To make the question more specific, imagine I have written my multi-threaded application in Java or C++ on Windows or Linux. Will my application magically see and use multiple cores when run on a multi-core processor (because everything is managed either by the operating system or by the standard thread library), or do I have to modify my code to be aware of the multiple cores?

Best Answer

Will my application magically see and use multiple cores when run on a multi-core processor (because everything is managed either by the operating system or by the standard thread library), or do I have to modify my code to be aware of the multiple cores?

Simple answer: Yes, it will usually be managed by the operating system or threading library.

The threading subsystem in the operating system will assign threads to processors on a priority basis (your option 1). In other words, when a thread has finished executing for its time allocation or blocks, the scheduler looks for the next highest priority thread and assigns that to the CPU. The details vary from operating system to operating system.

That said, options 2 (managed by programming language) and 3 (explicitly) exist. For example, the Tasks library and async/await in recent versions of .Net give the developer a much easier way to write parallelizable (i.e. that can run concurrently with itself) code.

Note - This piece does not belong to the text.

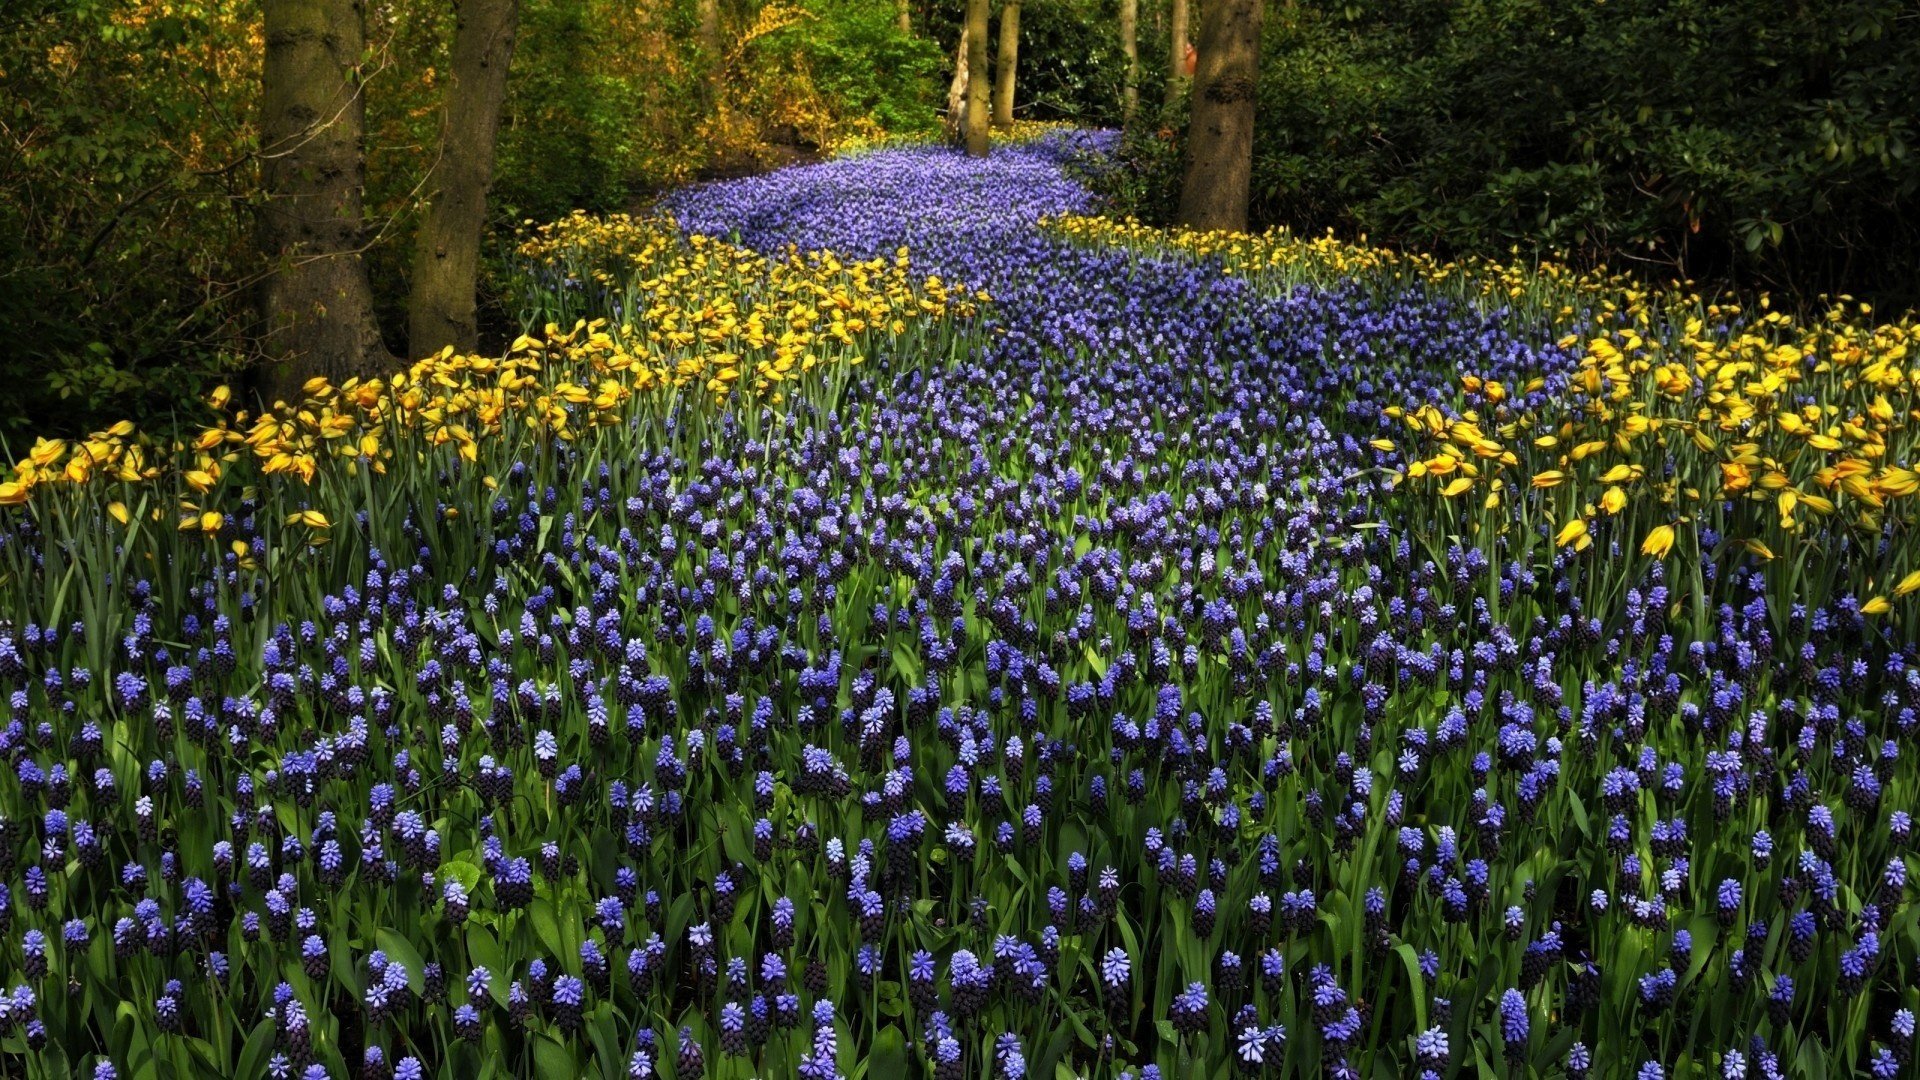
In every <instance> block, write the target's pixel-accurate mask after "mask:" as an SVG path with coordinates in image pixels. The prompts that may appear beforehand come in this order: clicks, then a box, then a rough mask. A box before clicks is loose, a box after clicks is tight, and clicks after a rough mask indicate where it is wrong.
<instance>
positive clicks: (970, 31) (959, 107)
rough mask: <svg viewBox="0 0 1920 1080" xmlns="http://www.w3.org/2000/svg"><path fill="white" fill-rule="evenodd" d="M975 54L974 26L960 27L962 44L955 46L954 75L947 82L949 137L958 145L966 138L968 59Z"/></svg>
mask: <svg viewBox="0 0 1920 1080" xmlns="http://www.w3.org/2000/svg"><path fill="white" fill-rule="evenodd" d="M972 54H973V35H972V27H968V25H962V27H960V44H958V46H956V48H954V77H952V83H947V138H948V142H952V144H954V146H958V144H960V142H962V140H964V138H966V131H968V127H966V90H968V60H972Z"/></svg>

Functional programming languages are innately parallelizable and some runtimes will run different parts of the program in parallel if possible.

As for option 3 (explicitly), Windows allows you to set the thread affinity (specifying which processors a thread can run on). However, this is usually unnecessary in all but the fastest, response-time critical systems. Effective thread to processor allocation is highly hardware dependent and is very sensitive to other applications running concurrently.

If you want to experiment, create a long running, CPU intensive task like generating a list of prime numbers or creating a Mandelbrot set. Now create two threads in your favorite library and run both threads on a multi-processor machine (in other words, just about anything released in the last few years). Both tasks should complete in roughly the same time because they are run in parallel.